Um grupo de invasores deixou na última terça-feira (16) a Terra Indígena (TI) Uru-Eu-Wau-Wau, em Rondônia, após ser flagrado montando acampamento na linha 648, município de Governador Jorge Teixeira, a aproximadamente 320 quilômetros de Porto Velho.
Um dos últimos redutos de floresta amazônica do estado, a TI é alvo crescente de violações. Desta vez, entretanto, a ação foi interrompida pelos próprios indígenas, que fazem a vigilância nas fronteiras, diante do desmonte dos órgãos de fiscalização promovido pelo governo federal. Os transgressores ainda promovem a disseminação do coronavírus e põem em risco a integridade, principalmente, de grupos isolados que vivem no território.
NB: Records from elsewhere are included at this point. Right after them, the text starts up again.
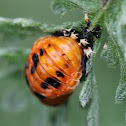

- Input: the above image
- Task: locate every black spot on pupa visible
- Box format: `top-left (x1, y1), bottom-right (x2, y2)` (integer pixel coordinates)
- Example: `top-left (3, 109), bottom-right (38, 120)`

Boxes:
top-left (32, 53), bottom-right (39, 67)
top-left (25, 61), bottom-right (29, 69)
top-left (46, 77), bottom-right (60, 88)
top-left (34, 92), bottom-right (45, 100)
top-left (31, 66), bottom-right (35, 74)
top-left (41, 82), bottom-right (49, 89)
top-left (25, 75), bottom-right (29, 86)
top-left (48, 43), bottom-right (51, 47)
top-left (40, 49), bottom-right (43, 56)
top-left (56, 71), bottom-right (64, 78)
top-left (64, 64), bottom-right (69, 68)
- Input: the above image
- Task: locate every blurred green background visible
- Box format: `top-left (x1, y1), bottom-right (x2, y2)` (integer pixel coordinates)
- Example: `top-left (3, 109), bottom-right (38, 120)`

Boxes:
top-left (0, 0), bottom-right (126, 126)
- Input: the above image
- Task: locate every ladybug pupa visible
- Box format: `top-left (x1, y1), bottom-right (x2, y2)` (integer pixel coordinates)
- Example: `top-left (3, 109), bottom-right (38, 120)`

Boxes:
top-left (25, 14), bottom-right (101, 106)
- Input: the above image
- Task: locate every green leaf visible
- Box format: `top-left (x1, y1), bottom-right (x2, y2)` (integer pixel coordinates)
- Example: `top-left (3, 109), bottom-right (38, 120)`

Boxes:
top-left (51, 0), bottom-right (100, 15)
top-left (101, 37), bottom-right (119, 68)
top-left (102, 0), bottom-right (126, 103)
top-left (79, 72), bottom-right (95, 107)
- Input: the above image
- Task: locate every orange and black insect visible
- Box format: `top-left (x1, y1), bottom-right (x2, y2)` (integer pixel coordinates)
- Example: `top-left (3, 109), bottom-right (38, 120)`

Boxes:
top-left (25, 15), bottom-right (101, 106)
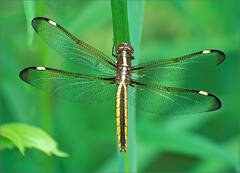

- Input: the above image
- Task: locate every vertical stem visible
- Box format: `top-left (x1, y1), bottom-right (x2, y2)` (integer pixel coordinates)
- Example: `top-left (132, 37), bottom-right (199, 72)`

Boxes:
top-left (111, 0), bottom-right (130, 172)
top-left (128, 1), bottom-right (144, 172)
top-left (111, 0), bottom-right (144, 172)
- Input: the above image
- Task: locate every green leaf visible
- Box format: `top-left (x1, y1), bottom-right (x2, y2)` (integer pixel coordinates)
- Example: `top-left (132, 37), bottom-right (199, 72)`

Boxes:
top-left (23, 1), bottom-right (35, 45)
top-left (111, 0), bottom-right (144, 172)
top-left (1, 123), bottom-right (68, 157)
top-left (139, 124), bottom-right (236, 171)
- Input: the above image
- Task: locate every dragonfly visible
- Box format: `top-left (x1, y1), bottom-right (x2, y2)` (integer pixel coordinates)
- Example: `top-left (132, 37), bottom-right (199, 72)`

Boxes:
top-left (19, 17), bottom-right (225, 152)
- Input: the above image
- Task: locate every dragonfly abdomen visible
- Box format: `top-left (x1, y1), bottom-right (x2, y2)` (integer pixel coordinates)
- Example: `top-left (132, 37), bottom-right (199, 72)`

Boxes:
top-left (116, 82), bottom-right (127, 152)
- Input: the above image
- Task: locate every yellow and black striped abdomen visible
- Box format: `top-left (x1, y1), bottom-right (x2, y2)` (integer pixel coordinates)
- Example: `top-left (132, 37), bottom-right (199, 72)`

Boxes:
top-left (116, 82), bottom-right (127, 152)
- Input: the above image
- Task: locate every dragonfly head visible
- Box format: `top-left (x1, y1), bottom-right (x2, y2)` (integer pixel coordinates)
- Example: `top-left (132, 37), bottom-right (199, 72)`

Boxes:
top-left (116, 42), bottom-right (133, 56)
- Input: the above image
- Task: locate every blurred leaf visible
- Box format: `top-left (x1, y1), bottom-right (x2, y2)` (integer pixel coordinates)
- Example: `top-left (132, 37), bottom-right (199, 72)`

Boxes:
top-left (1, 123), bottom-right (68, 157)
top-left (139, 125), bottom-right (237, 171)
top-left (23, 1), bottom-right (35, 45)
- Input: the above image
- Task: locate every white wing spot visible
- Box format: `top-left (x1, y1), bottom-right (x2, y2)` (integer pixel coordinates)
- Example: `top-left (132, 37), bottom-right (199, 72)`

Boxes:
top-left (36, 67), bottom-right (46, 70)
top-left (198, 91), bottom-right (208, 96)
top-left (202, 50), bottom-right (211, 53)
top-left (48, 20), bottom-right (57, 26)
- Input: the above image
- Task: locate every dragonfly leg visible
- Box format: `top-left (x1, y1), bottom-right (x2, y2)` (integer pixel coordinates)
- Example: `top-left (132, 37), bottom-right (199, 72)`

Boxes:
top-left (112, 39), bottom-right (117, 57)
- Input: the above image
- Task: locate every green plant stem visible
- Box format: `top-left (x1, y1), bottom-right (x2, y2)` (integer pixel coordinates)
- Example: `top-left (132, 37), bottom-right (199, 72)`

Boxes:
top-left (111, 0), bottom-right (144, 172)
top-left (111, 0), bottom-right (131, 172)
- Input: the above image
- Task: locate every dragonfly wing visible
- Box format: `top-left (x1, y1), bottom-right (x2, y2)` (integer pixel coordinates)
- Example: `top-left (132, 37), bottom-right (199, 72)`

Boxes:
top-left (132, 50), bottom-right (225, 87)
top-left (131, 81), bottom-right (221, 117)
top-left (32, 17), bottom-right (116, 74)
top-left (20, 67), bottom-right (116, 104)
Segundo o coordenador da vigilância, Awapy Uru-Eu-Wau-Wau, denúncias indicaram que pessoas teriam transposto os limites da reserva. Durante a averiguação, encontraram um homem no meio da mata. “Aqui dentro vimos vestígios de cavalo e picada. A gente estava vendo vestígio novo, de gente entrando. A gente seguiu esse caminho e se deparou com o invasor, e perguntamos o que ele estava fazendo”.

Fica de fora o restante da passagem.